South Korea’s top financial regulator has proposed new crypto asset regulations concerning non-fungible tokens (NFTs), interest on deposits, and mandatory cold wallet holdings.
The Financial Services Commission (FSC) aims to exclude NFTs from existing regulations that define “virtual assets” like cryptocurrencies.
Due to their unique nature and collectibility, NFTs would not fall under legal definitions referring to assets with interchangeable values that can be electronically traded or transferred.
The new proposals would require Korean banks to pay interest on customer deposits of crypto held by local virtual asset service providers (VASPs).
VASPs must keep customer deposits in separate bank accounts from their corporate assets.
Addressing the security of customer assets is a crucial focus of the proposed regulations. VASPs must store at least 80% of customer assets in cold wallets, which are offline and disconnected from the internet.

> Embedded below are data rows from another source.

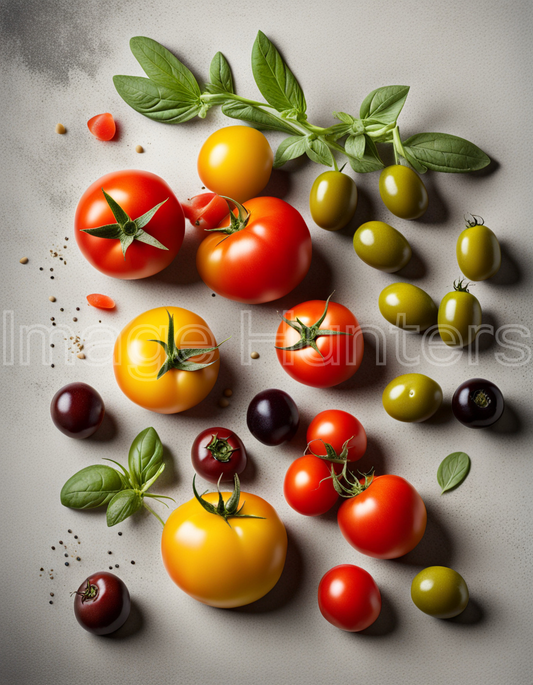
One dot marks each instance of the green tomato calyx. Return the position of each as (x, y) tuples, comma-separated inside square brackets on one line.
[(309, 334), (126, 230), (178, 358)]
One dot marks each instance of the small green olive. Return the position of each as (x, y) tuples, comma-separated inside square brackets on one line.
[(440, 592), (407, 306), (333, 200), (412, 398), (381, 246)]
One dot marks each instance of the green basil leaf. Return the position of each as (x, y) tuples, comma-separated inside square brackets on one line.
[(290, 148), (164, 69), (145, 456), (273, 77), (444, 152), (122, 505), (453, 470), (258, 117), (384, 104), (92, 487)]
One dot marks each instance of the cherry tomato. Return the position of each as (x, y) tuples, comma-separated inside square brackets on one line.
[(386, 520), (77, 410), (326, 340), (349, 598), (236, 161), (218, 453), (263, 259), (136, 192), (102, 603), (308, 487)]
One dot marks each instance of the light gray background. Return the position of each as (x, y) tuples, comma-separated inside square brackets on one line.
[(468, 68)]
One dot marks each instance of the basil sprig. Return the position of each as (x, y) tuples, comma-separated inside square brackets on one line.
[(123, 491), (171, 94)]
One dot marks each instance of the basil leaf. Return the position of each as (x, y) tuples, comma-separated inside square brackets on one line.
[(444, 152), (145, 456), (258, 117), (122, 505), (384, 104), (155, 102), (92, 487), (274, 79), (164, 69), (453, 470), (290, 148)]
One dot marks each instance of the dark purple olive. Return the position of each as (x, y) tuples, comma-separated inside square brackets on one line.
[(77, 410), (272, 417), (477, 403)]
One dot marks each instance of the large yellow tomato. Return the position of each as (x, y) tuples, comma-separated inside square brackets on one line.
[(138, 359), (224, 563)]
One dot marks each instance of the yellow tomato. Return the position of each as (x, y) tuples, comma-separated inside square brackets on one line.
[(137, 360), (236, 161), (224, 565)]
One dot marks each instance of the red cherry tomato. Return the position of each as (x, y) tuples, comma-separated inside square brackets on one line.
[(349, 598), (218, 452), (102, 126), (386, 520), (263, 260), (308, 487), (137, 192)]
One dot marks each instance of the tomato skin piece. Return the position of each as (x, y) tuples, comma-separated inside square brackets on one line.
[(137, 192), (308, 487), (349, 598), (386, 521), (262, 262)]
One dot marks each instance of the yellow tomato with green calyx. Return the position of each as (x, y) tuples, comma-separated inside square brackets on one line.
[(225, 556), (166, 360)]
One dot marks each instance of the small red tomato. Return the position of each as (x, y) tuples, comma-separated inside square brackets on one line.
[(308, 487), (102, 603), (349, 598), (218, 452), (102, 126)]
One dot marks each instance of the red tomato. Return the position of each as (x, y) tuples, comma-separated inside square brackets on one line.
[(386, 520), (349, 598), (339, 355), (308, 487), (263, 260), (136, 192)]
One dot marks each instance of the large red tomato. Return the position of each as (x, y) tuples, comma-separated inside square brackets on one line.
[(127, 238), (261, 256), (319, 343), (386, 520)]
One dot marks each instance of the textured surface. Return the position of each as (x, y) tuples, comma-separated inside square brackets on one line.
[(467, 65)]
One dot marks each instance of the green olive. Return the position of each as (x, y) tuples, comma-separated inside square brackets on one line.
[(381, 246), (407, 306), (459, 317), (403, 192), (478, 251), (412, 398), (333, 200), (440, 592)]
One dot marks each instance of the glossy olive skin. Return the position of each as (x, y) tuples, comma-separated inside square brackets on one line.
[(459, 318), (77, 410), (412, 398), (272, 417), (478, 253), (403, 192), (381, 246), (478, 403), (407, 306), (439, 592), (333, 200), (106, 608)]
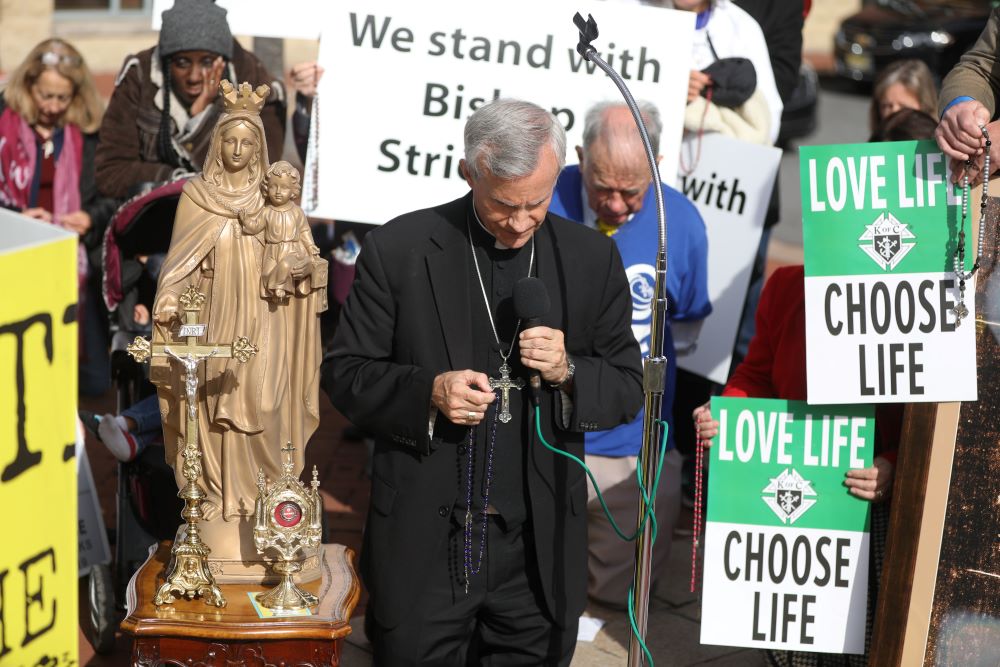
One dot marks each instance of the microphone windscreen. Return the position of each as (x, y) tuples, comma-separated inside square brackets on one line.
[(531, 299)]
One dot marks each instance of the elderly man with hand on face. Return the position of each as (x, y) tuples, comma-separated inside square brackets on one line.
[(475, 546), (610, 191)]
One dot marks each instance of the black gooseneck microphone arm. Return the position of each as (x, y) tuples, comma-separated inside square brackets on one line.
[(654, 365)]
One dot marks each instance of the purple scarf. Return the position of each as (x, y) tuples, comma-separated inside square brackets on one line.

This measure provides enhanced security against hacking and other security breaches.
The Financial Services Commission (FSC) of South Korea is currently inviting public feedback on proposals for an updated regulatory framework.
The aim is to finalize this framework in the first half of 2024. These proposals reflect South Korea’s approach to regulating the crypto industry, focusing on adapting to emerging categories like NFTs while prioritizing investor protections.
With Korea being one of the world’s leading crypto economies, regulatory developments are often considered bellwethers for potential policy directions in other jurisdictions.